XXIII.
Il existe encore un subterfuge de celle nature, en parole ou en action, subtil et fatal des deux côtés, quoiqu'on le tienne pour innocent, dans l'un ou l'autre cas, parce que l'action n'est pas visible, ni la parole entendue. Quelques-uns empruntant sur gages de l'argent aux païens, se taisent en souscrivant la formule d'engagement, et s'autorisent de là pour prétexter ignorance. A quelle époque, demandent-ils, sera jugée cette affaire? devant quel tribunal? par quel juge? Le Christ l'a déterminé d'avance: « Tu ne jureras point. » ---- J'ai écrit, dit-on, mais je n'ai proféré aucune parole. ---- C'est la langue et non la lettre qui tue. Ici j'en appelle à la nature et à la conscience; à la nature: la main peut-elle écrire sans que l'aine dicte les paroles, quand même la langue, en les dictant, demeurerait muette et immobile, et cela, soit que l'ame dicte à la langue ses propres pensées ou les pensées d'un autre? Qu'on ne vienne donc plus nous dire: Un autre a dicté. Ici j'invoque encore la conscience: l'ame accepte-t-elle, oui ou non, les paroles qu'un autre a dictées, pour les transmettre à la main, soit que l'ame les accompagne, soit qu'elle se taise? Heureusement, le Seigneur a déclaré «que le péché se consommait par l'intention au fond du cœur. Si la concupiscence ou la malice, dit-il, monte dans le cœur de l'homme, le péché est commis. » Tu as dissimulé, ton cœur t'en a pleinement averti; tu ne peux donc prétexter ni l'ignorance, ni le défaut de volonté. Eu effet, puisque tu dissimulais, tu l'as su; puisque tu le savais, tu l'as voulu: tu es donc coupable de pensée comme d'action. Impossible d'échapper à une faute légère par une plus grande, en disant que le crime que je t'impute par ta dissimulation est imaginaire, ce que tu ne fais pas.

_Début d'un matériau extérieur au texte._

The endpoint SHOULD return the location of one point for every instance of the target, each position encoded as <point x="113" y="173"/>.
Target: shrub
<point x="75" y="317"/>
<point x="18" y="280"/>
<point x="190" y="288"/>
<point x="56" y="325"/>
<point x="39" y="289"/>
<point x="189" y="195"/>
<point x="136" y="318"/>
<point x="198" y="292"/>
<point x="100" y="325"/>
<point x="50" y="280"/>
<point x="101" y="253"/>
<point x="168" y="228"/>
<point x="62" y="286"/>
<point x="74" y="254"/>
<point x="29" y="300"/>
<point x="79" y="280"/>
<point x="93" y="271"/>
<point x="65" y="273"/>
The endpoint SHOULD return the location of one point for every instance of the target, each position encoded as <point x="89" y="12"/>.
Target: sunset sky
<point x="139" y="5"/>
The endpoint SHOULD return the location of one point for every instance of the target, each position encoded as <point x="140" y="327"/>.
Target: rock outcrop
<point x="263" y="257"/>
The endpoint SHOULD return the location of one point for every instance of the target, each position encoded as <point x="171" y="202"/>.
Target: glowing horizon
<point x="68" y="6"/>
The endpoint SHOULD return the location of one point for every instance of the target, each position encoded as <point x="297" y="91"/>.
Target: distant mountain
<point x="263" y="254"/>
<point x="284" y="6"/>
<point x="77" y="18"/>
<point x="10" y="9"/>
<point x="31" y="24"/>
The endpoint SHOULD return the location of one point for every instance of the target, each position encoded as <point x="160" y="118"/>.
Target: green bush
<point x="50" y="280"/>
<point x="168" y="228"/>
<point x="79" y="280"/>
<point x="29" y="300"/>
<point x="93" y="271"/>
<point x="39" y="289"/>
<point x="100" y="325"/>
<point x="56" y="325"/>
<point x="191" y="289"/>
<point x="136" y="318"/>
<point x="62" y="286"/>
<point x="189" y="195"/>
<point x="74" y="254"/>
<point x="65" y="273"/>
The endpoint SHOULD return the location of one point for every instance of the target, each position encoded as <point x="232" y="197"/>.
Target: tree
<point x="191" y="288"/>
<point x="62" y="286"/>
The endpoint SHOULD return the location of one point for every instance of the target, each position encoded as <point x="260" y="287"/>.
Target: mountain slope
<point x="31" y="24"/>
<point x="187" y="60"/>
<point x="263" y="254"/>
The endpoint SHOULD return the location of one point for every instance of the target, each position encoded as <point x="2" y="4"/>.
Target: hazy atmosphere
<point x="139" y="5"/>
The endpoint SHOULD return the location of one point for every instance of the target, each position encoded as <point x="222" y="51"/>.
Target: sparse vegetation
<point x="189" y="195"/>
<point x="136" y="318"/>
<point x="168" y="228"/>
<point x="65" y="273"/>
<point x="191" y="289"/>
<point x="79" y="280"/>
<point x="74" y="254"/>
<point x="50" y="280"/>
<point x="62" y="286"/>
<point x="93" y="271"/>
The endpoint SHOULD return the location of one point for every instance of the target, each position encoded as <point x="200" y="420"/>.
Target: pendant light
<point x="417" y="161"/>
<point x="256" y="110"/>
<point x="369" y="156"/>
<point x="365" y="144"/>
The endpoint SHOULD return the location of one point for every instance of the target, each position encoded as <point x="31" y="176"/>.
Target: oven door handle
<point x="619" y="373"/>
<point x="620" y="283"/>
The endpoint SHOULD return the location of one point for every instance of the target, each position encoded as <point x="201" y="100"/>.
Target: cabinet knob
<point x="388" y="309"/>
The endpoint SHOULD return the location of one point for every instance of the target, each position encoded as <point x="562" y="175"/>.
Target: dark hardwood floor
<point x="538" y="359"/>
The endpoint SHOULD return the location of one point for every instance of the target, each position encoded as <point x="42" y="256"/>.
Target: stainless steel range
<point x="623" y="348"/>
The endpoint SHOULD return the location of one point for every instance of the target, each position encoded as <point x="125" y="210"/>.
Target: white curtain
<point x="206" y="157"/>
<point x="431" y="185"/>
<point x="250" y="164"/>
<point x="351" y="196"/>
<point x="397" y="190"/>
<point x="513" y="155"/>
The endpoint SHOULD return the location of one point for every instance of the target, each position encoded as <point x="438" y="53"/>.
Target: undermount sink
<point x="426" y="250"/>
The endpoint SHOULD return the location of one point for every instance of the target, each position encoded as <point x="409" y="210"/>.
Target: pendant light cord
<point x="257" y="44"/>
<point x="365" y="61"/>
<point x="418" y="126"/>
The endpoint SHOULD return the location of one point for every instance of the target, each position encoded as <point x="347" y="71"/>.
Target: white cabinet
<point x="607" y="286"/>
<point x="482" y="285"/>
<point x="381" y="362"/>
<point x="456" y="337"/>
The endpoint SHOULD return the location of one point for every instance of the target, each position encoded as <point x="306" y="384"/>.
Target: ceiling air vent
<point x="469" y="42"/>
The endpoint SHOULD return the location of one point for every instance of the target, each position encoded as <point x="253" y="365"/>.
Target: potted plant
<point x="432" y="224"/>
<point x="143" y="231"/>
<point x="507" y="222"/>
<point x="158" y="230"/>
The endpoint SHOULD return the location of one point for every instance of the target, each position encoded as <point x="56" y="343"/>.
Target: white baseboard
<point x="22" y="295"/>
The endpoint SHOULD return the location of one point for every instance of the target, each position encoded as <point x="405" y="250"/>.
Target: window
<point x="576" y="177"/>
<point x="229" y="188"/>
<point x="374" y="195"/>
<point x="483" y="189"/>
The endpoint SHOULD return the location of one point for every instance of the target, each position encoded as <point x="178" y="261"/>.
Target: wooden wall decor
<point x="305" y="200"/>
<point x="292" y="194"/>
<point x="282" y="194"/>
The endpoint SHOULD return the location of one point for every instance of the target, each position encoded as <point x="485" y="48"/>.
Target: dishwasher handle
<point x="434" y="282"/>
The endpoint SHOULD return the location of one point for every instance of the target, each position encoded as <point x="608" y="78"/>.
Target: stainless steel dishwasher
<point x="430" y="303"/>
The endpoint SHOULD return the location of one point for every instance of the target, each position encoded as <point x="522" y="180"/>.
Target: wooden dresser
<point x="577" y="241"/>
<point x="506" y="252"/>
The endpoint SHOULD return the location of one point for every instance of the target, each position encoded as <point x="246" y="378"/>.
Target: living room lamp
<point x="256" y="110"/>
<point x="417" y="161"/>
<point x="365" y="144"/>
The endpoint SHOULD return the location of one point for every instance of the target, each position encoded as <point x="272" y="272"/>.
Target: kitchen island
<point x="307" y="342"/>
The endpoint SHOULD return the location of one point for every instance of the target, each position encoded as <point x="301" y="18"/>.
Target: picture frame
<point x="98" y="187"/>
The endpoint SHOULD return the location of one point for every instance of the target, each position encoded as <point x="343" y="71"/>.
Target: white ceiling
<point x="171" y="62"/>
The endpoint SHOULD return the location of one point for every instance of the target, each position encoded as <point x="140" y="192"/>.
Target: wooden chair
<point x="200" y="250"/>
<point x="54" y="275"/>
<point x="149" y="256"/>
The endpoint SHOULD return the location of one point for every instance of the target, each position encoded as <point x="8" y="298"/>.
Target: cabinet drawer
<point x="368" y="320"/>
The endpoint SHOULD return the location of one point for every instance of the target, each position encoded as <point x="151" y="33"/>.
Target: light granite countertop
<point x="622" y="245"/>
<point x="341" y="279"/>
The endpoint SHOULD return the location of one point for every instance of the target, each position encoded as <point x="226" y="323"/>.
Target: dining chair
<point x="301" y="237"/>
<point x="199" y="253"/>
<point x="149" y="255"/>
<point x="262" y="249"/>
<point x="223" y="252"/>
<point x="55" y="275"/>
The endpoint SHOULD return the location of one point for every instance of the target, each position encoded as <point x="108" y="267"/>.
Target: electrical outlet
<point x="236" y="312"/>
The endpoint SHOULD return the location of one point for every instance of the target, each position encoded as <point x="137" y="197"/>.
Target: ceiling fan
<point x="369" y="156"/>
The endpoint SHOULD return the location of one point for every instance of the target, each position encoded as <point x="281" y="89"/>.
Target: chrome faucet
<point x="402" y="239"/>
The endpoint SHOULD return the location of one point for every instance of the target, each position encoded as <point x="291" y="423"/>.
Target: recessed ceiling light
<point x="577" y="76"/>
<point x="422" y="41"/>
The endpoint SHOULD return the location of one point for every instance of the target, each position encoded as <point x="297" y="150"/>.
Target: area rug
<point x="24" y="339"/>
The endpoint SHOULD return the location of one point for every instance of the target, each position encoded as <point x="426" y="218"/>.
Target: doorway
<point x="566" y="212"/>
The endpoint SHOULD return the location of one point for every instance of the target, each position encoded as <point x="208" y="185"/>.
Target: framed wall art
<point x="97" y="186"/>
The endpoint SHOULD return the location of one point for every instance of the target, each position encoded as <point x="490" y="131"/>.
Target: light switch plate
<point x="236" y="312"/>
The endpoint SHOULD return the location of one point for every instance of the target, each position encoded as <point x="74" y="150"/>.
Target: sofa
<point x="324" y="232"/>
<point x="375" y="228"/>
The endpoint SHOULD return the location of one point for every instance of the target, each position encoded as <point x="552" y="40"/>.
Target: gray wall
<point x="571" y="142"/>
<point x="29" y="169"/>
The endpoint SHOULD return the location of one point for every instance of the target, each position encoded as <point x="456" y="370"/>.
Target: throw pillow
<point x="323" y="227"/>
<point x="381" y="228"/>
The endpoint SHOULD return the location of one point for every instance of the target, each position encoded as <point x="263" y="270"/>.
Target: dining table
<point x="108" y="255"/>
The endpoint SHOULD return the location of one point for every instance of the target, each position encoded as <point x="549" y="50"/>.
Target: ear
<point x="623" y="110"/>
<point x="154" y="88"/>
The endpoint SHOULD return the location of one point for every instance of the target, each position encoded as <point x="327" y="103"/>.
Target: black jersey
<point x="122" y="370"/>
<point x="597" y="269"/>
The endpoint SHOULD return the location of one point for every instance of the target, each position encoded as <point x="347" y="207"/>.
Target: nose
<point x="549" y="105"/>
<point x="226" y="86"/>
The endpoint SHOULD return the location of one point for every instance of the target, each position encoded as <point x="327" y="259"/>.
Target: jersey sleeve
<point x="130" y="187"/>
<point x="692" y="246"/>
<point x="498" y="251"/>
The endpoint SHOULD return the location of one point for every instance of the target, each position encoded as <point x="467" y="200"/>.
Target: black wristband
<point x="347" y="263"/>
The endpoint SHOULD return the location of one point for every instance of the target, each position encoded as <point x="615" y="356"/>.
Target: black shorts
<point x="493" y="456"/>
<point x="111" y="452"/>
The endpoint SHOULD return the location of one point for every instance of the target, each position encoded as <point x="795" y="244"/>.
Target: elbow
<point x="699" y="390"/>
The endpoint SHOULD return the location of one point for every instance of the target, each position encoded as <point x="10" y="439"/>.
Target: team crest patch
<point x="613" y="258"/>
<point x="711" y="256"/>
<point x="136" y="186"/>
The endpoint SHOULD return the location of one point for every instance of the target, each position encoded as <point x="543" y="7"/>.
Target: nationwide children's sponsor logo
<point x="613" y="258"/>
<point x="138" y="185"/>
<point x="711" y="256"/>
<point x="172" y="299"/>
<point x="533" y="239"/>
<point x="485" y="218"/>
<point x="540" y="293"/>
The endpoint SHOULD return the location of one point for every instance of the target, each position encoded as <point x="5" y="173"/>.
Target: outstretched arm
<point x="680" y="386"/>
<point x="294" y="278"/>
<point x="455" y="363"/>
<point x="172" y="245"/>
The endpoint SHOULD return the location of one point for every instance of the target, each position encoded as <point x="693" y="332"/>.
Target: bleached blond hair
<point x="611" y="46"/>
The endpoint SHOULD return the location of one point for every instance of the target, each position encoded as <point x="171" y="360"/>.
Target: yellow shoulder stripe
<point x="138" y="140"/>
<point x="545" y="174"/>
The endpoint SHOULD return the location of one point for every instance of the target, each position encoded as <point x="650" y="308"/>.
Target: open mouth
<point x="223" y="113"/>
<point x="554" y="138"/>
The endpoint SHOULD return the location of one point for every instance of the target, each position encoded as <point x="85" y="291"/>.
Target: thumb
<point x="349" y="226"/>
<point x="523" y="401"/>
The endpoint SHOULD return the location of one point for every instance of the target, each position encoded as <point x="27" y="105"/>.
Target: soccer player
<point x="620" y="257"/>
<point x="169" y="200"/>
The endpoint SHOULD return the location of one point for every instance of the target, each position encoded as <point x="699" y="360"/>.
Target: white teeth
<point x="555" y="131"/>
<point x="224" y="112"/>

----- Je n'ai pas renié, dis-tu, puisque je n'ai pas juré. ----illusion! quand bien même tu n'aurais fait ni l'un ni l'autre, tu t'es parjuré néanmoins, puisque tu as consenti. N'est-ce point parler que d'écrire? n'y a-t-il pas un son muet dans les caractères! En effet, Zacharie privé pour un temps de l'usage de la voix, s'entretient avec sou ame, triomphe de l'embarras de sa langue, dicte à ses mains ce qu'a résolu son cœur, prononce sans le secours des lèvres le nom de son fils, parle avec le stylet, et sa main se fait entendre sur la tablette de circ en caractères plus lumineux que tous les sons, plus sonores que toutes les syllabes. Demande-moi encore s'il a parlé, celui dont le langage fut si bien compris! Prions le Seigneur d'éloigner toujours de nous la nécessité de pareils contrats; s'il en décide autrement, qu'il accorde à nos frères la grâce de travailler pour vivre, et à nous le courage de briser toutes ces nécessités, de peur que ces lettres impies, qui ont remplacé notre bouche pour renier Dieu, ne s'élèvent contre nous au jour du jugement, marquées du sceau, non plus des avocats, mais des anges.